Fathers, Daughters, and God

A friend of mine wanted to talk to me recently about a friend of his and his concern for her. He mentioned many twisted things this friend does and how she talks to her mother and her mother just doesn’t know how to handle it. I then heard this friend mention that this friend’s father was in jail and had been arrested for abusing the mother. Ah! The light is shed!

I’ve written much about masculinity and the need for men to be good fathers to their sons. I fully believe that. We need men to embody masculinity. Let’s be clear on the other side of the coin though. We need men to be good fathers to their daughters as well for a father needs to show his daughter what masculinity is like, not to emulate it, but because if she plans to marry, he needs to show her the kind of man she needs to marry, but in any relationship with men she’ll have be it friendly or business, he needs to show her what a real man is like and not a fake man.

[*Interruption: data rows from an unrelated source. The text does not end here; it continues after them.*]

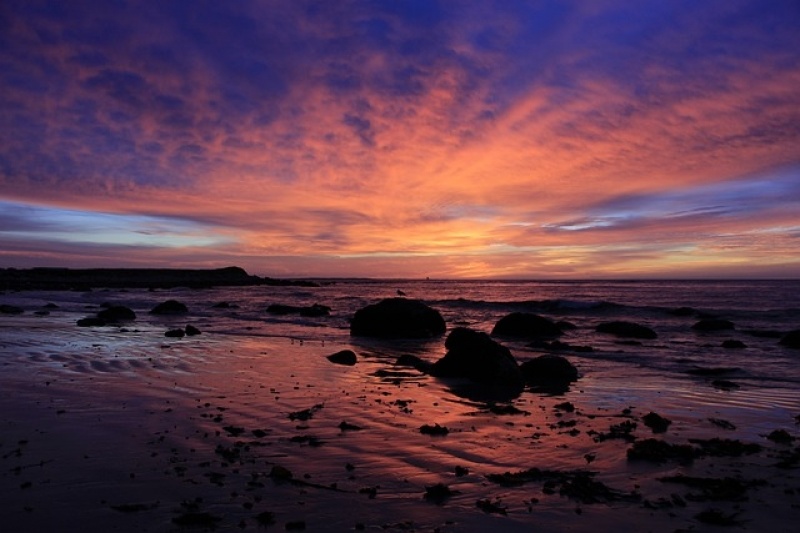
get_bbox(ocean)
[0,279,800,531]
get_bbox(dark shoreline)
[0,267,317,291]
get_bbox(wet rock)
[77,316,108,328]
[708,418,736,430]
[267,304,331,317]
[711,379,739,390]
[658,474,764,502]
[350,298,447,338]
[692,318,734,331]
[431,328,524,395]
[255,511,275,527]
[97,305,136,322]
[780,329,800,348]
[519,355,578,389]
[722,339,747,350]
[595,320,658,339]
[492,313,564,339]
[743,329,783,339]
[475,498,508,515]
[642,411,672,433]
[327,350,358,366]
[269,465,294,481]
[183,324,202,337]
[689,438,761,457]
[394,354,433,374]
[767,429,794,444]
[150,300,189,315]
[627,439,696,463]
[423,483,457,505]
[419,424,450,436]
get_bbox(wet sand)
[0,302,800,532]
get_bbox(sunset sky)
[0,0,800,279]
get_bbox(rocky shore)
[0,267,316,291]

As for mothers, they need to be good mothers to their sons. In the same way, mothers need to be good representatives of femininity to the young men they raise. Not so that the men will emulate this, but so that they will have a good idea of what they are to look for when they go out to marry. If they don’t marry, it will help them to recognize real women they meet from fake women at least.

Ideally, that is what is supposed to happen. With so many broken homes today, it sadly doesn’t.

This is about daugthers though.

The view that a child will most often push on God sadly is the view they get of their earthly father. I think about this girl and think that what she saw that was supposed to represent God for her was an abuser who walked all over anyone he could, including his wife. I fear a girl like this grows up not only hating God but hating men.

Sadly, I think this girl hates her own femininity as well. Why? Because she’s seen her mother as an example as being beat down relentlessly. The idea of femininity then becomes one that lets itself be downtrodden and used and made weak. It is a doormat example of femininity. I do believe biblically women are to be submissive to their husbands. They are NOT to be doormats though. Men. Your wife is the one you are to walk through the door, not the one you are to walk on to get in the door.

And that means this girl is going to grow up in a universe that seems absurd and meaningless. God is out of the point because obviously a good God would not let Mom be abused by Dad all these years! (Naturally, I’m not of that opinion, but I am speaking from the way I believe this girl is experiencing reality.) There is only one goal to live for then. That is the satisfaction of one’s desires. This can come in many ways. Power, money, sex, etc.

The first thing I would recommend for this girl is a good father she can love and that is what is so important. We men often want sons, but if a daughter comes along, she needs you just as much. You need to be a man and remember, you need to be the man that when she goes off to find a husband, she says “I want a man like Dad.” When she finds God also, she needs to say “Wow. Dad really did reflect God well.”